三、

「うわぁぁぁあ……」

 案内された部屋を見た明晴あきはるは目を輝かせた。

 豪華絢爛、という言葉がある。物心ついた時から宿なし・野宿が当たり前であった明晴には一生縁がないものだと思っていた。だが、通された部屋はまさしく豪華絢爛という四文字が当てはまる。

 虎の絵が描かれた几帳、ふわふわの茵、磨きあげられた文机、炭が赤くなっている火鉢に、油がたっぷりと燃えている灯火。

 どれも、明晴が暮らしてきた中では見たことのないものだった。

 紅葉こうようは早速、敷かれた茵の上で丸くなっている。まるで本当の猫のようだ。


「失礼致します」


 戸が開かれて振り返ると、入口に初音はつねがいた。初音は膳を持って明晴の部屋に入ってきた。

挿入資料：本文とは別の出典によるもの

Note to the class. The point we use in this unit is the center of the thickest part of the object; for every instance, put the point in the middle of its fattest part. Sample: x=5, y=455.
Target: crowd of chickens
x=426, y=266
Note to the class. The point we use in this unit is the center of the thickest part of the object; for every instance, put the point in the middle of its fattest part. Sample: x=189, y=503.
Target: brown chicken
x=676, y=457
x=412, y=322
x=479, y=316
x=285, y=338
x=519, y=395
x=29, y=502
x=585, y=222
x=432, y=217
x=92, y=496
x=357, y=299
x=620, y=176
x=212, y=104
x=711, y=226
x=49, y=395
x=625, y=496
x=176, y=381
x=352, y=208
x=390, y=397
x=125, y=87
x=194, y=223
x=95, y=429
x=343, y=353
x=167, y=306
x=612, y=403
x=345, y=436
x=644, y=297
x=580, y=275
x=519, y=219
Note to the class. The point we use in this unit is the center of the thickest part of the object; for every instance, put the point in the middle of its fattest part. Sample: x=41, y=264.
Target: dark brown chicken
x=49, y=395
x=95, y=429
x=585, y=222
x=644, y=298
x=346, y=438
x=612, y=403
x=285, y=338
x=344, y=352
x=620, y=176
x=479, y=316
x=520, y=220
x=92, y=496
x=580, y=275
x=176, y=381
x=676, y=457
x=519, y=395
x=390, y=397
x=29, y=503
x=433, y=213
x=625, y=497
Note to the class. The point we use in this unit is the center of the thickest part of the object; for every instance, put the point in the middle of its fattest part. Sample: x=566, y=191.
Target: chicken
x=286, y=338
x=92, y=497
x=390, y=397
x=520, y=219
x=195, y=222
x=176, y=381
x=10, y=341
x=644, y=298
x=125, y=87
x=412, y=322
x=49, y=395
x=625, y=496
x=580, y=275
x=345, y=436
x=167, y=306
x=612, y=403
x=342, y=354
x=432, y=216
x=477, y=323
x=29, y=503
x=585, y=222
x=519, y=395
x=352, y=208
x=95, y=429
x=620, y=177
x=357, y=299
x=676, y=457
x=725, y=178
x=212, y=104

 山盛りの強飯、牛蒡と魚肉と大根を入れたあつめ汁、鴨肉焼き、瓜を醤に漬けたもの、水菓子。


 明晴がはじめて目にする食事である。

 あつめ汁は落ちていた鍋を使って、真似たことがある。しかし明晴のあつめ汁はその辺に生えていた雑草や木の根などを適当に煮込んだだけのものであった。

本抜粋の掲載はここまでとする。